Here's my routine:
At the first visit, I frankly try to obtain as many "leads" to investigate the patient as possible: past doctors, any pharmacies that they *ever* use. I also politely elaborate to them, in detail, about the strict terms of our narcotic agreement form. I do this kindly but firmly, and hopefully encourage drug-seekers to look for easier pickings.
By calling local pharmacies to check on new patients and checking their hospital records on my dial-up connection their hospital records, I am sadly able to catch a number of new patients in deception while they wait in their exam room, and exclude them as patients in utero.

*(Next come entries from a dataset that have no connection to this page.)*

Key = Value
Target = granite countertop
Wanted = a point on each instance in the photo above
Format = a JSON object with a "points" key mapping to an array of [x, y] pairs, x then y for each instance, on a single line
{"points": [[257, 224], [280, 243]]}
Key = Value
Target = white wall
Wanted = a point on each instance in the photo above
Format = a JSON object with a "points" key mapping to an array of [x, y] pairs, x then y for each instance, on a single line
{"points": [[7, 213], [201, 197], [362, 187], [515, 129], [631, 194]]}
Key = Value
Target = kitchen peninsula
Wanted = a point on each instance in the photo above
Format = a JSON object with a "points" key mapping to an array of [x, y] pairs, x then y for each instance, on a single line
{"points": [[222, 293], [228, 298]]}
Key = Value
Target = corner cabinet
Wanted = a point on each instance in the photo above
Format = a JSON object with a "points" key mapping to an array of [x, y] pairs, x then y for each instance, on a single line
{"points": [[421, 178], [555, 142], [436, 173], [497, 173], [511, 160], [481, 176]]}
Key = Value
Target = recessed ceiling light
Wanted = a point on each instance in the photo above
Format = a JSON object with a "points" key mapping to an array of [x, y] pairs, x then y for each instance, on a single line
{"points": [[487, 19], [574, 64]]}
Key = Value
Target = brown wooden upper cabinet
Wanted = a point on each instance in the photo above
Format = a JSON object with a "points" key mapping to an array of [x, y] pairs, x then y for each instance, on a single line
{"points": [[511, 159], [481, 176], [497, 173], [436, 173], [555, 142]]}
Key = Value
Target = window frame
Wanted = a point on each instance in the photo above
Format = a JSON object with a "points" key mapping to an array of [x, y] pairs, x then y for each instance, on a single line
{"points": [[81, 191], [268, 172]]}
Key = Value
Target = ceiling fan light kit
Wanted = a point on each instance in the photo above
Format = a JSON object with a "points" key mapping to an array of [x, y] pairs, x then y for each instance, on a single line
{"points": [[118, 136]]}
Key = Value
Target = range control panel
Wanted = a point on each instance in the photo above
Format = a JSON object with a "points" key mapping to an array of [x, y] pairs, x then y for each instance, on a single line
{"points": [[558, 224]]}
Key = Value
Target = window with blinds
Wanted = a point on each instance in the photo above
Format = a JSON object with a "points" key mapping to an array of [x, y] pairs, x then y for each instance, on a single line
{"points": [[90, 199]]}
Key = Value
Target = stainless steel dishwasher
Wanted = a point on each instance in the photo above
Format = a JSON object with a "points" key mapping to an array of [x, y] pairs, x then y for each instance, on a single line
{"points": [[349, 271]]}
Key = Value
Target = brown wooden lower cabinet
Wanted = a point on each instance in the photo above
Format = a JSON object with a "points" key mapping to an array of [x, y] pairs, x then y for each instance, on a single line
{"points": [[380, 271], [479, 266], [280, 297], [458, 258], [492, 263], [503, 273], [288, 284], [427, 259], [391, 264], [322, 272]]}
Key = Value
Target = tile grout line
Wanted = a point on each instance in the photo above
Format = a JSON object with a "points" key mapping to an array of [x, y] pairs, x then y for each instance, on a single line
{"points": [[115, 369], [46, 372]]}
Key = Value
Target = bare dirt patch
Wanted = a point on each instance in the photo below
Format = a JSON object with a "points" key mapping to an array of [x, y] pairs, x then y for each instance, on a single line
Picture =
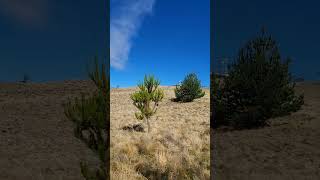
{"points": [[36, 139]]}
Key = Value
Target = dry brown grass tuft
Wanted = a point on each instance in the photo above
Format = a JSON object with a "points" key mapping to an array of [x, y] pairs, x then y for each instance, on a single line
{"points": [[176, 148]]}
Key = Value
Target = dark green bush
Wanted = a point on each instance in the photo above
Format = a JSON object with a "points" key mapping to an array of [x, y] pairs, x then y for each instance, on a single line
{"points": [[189, 89], [258, 87], [90, 114]]}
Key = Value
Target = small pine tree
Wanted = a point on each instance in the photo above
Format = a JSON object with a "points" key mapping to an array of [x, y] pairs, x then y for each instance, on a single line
{"points": [[189, 89], [258, 86], [90, 115], [147, 99]]}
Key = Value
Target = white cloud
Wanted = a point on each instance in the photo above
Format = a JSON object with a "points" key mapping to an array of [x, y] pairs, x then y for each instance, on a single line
{"points": [[125, 22]]}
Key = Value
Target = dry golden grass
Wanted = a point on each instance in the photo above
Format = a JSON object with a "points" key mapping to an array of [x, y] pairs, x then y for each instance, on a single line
{"points": [[178, 146]]}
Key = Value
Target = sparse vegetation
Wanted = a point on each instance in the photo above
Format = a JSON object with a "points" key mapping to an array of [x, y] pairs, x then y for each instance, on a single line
{"points": [[258, 87], [189, 89], [147, 99], [26, 78], [176, 148], [91, 116]]}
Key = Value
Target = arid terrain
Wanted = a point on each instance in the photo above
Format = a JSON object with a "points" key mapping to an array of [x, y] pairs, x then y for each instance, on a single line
{"points": [[177, 146], [36, 139], [289, 149]]}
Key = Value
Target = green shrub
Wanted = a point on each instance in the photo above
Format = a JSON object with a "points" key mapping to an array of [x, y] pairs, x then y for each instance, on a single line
{"points": [[91, 117], [147, 98], [189, 89], [258, 87]]}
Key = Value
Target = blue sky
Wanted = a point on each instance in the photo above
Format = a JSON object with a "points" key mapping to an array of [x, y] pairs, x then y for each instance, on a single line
{"points": [[166, 38], [295, 25], [50, 40]]}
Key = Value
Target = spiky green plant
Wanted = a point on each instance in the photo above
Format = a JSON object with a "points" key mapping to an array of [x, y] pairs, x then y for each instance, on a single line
{"points": [[91, 117], [189, 89], [147, 98]]}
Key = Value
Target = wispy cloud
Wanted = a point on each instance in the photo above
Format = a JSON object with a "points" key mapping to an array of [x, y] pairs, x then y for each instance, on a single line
{"points": [[126, 18], [29, 12]]}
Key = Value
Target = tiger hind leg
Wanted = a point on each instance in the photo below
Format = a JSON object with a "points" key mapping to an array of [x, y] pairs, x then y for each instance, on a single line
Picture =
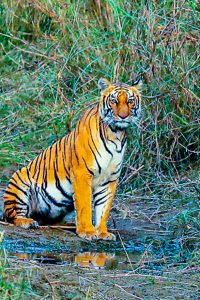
{"points": [[17, 206], [26, 223], [102, 210]]}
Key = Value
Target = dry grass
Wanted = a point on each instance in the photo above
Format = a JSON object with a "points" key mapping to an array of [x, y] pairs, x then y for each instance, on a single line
{"points": [[54, 52]]}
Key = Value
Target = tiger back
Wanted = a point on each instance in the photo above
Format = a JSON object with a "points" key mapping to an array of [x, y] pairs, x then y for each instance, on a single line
{"points": [[80, 171]]}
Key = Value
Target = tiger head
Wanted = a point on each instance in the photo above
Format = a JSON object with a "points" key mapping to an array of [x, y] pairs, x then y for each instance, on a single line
{"points": [[120, 104]]}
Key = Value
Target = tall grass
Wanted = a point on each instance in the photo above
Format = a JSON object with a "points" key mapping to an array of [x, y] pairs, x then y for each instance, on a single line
{"points": [[53, 53]]}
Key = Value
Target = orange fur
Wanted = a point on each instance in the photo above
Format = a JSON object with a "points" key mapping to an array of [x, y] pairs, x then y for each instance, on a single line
{"points": [[81, 169]]}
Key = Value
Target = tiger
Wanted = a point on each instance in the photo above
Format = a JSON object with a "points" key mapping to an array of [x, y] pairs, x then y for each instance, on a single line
{"points": [[80, 171]]}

I see my chronic pain patients every month at first, no matter what schedule drug they use, to give us time to receive old notes from past doctors (a *must*), to get feedback from pharmacies, etc. I continue this while their status with my clinic is stabilized, i.e. as I get to understand their problem and their reliability as a patient. We continue monthly for as long as I feel any doubt or suspicion about the nature of their complaint.
As I review their history, I determine whether their pain complaint has really been thoroughly worked up, and we go through the procedure of getting new MRIs if needed, surgical consulation if needed, pain specialist consultation if no surgical consultation is indicated. If there are co-morbid psychiatric problems, I may get a psychiatry consulation (and I usually mail ahead to the psychiatrist about my specific concerns). I specify to the patient that I want to make sure that I am treating all their problems appropriately, and that no stone has been left unturned before we condemn them to potentially harmful medications for the rest of their lives.
Only after I am satisfied that the patient has been properly evaluated and the nature of their pain complaint is understood, and they have demonstrated themselves to be reliable for several months, do I relax the schedule to q 3 months and I never go any longer - EVER.
I sign off all narcotic refills personally.
I never replace lost or stolen medication, and if there are irregularities, I sadly explain the need for a urine drug screen: "it's routine in these cases, I'm very sorry." (make sure and specify to your lab if you're looking for oxycodone or fentanyl as lots of urine drug screens don't catch these drugs: they have to do a special quantitative test for them).
I never, ever prescribe Soma: I have found that this screens out a significant number of abusers, at least in our population. It is popular with abusers, and I think there are equally effective alternatives with significantly less abuse potential. They tell me "it works great for me!" and I say, "I'm sorry -- I just don't like that drug and I don't ever prescribe it."
As a result, I have, at most, a few dozen people with established chronic pain problems who come in every few months, nice as pie, pain well-controlled and we have been going along like this for years. If they de-stabilize, I get a new specialist consult.
Could one of them be fooling me? Possibly, but I think you have to set your paranoia levels to screen out as much debris as you can without harming people with legitimate complaints.